University of Oregon researchers have developed a promising combination drug therapy that demonstrates unprecedented efficacy against bacterial infections in chronic wounds, potentially offering new hope for patients facing difficult-to-treat conditions like diabetic foot ulcers.
The research, published September 29 in Applied and Environmental Microbiology, reveals that adding small doses of chlorate to standard antibiotics creates a synergistic effect that is 10,000 times more effective at killing Pseudomonas aeruginosa bacterial cells in laboratory conditions compared to single-drug antibiotic treatments.
Breakthrough in Antibiotic Potency
The combination therapy pairs chlorate, a simple molecule harmless to mammals and humans at low doses, with conventional antibiotics to dramatically enhance their effectiveness. According to Melanie Spero, assistant professor of biology in the University of Oregon's College of Arts and Sciences and senior author of the study, this potency allows for significant dose reduction.
"With a small amount of chlorate in the mix, her team could use 1 percent of the standard dose of the broad-spectrum antibiotic ceftazidime," the research found. This 99% dose reduction could have profound implications for patient care, potentially shortening antibiotic treatment duration and reducing associated toxicity risks.
The research was funded by a $1.84 million grant over five years from the National Institutes of Health, building on Spero's previous work conducted as a postdoctoral scholar at the California Institute of Technology.
Addressing Critical Medical Need
Chronic wounds represent a significant healthcare challenge, particularly diabetic foot ulcers, which affect approximately 1 in 4 people with Type 2 diabetes according to American Diabetes Association research. More than half of these cases become infected, and when severe, 1 in 5 diabetic foot ulcers require amputation.
"An active infection is the most common complication that prevents the wound from healing and closing," Spero explained. "It's very debilitating, but there's not a lot of microbiology research being done in this field. So it's an opportunity to make a big difference."
Targeting Oxygen-Limited Environments
The innovation addresses a fundamental challenge in treating chronic wound infections: the low-oxygen conditions that promote antibiotic resistance. In oxygen-limited wound sites, bacteria switch to nitrate respiration for energy, slowing their growth but allowing survival and continued spread.
This metabolic shift makes P. aeruginosa particularly tolerant to conventional antibiotics, which are typically tested and rated based on their effectiveness against fast-growing bacteria in oxygen-rich conditions. The chlorate-antibiotic combination specifically targets this vulnerability.
"When the antibiotics are combined with a small molecule called chlorate, it stresses the bacterial cell in a way that makes it super susceptible to antibiotics," Spero said.

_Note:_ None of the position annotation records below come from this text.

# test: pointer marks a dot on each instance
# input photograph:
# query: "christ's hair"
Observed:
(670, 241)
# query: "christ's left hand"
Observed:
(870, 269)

Clinical Implications and Future Directions
The potential clinical benefits extend beyond wound care. "In the case of chronic infections, people are often on antibiotics for long periods of time, and that can wreak havoc on the body," Spero noted. "Drugs with high toxicities can disrupt gut microbes and have severe side effects. Anything we can do to shorten the amount of time that a person is going to be on antibiotics and lower the dosage, the better."
However, clinical translation remains distant. The results come from controlled laboratory tests on bacterial cell cultures, and chronic infections typically involve complex microbial communities rather than single bacterial species. Understanding how drug combinations affect these complex communities in model organisms represents the next research phase.
Mechanism and Broader Applications
The exact mechanism by which chlorate enhances antibiotic effectiveness remains under investigation. Scientists know that chlorate hijacks nitrate respiration, completely eliminating microbes in oxygen-free environments. However, in varying oxygen conditions, bacteria can repair damage and tolerate the chemical, which has led to chlorate being overlooked in traditional high-oxygen drug screenings.
"I think that drug combinations will be a critical approach that helps us fight against the rise of antibiotic resistance," Spero said. "Finding examples of synergy among antimicrobials that are already on the market is going to be really valuable. And we'll need to dig further into the mechanisms behind why they work well together."
The research team's goal is to understand the biological machinery that makes bacteria susceptible to various antibiotics during chlorate exposure. This mechanistic understanding could enable rational drug design using already-approved molecules, moving beyond the current "guessing game" approach to testing drug combinations.
"This will have important implications not only for treating chronic wound infections but also broadly for the infectious disease field and our fight against antibiotic resistance and treatment failure," Spero concluded.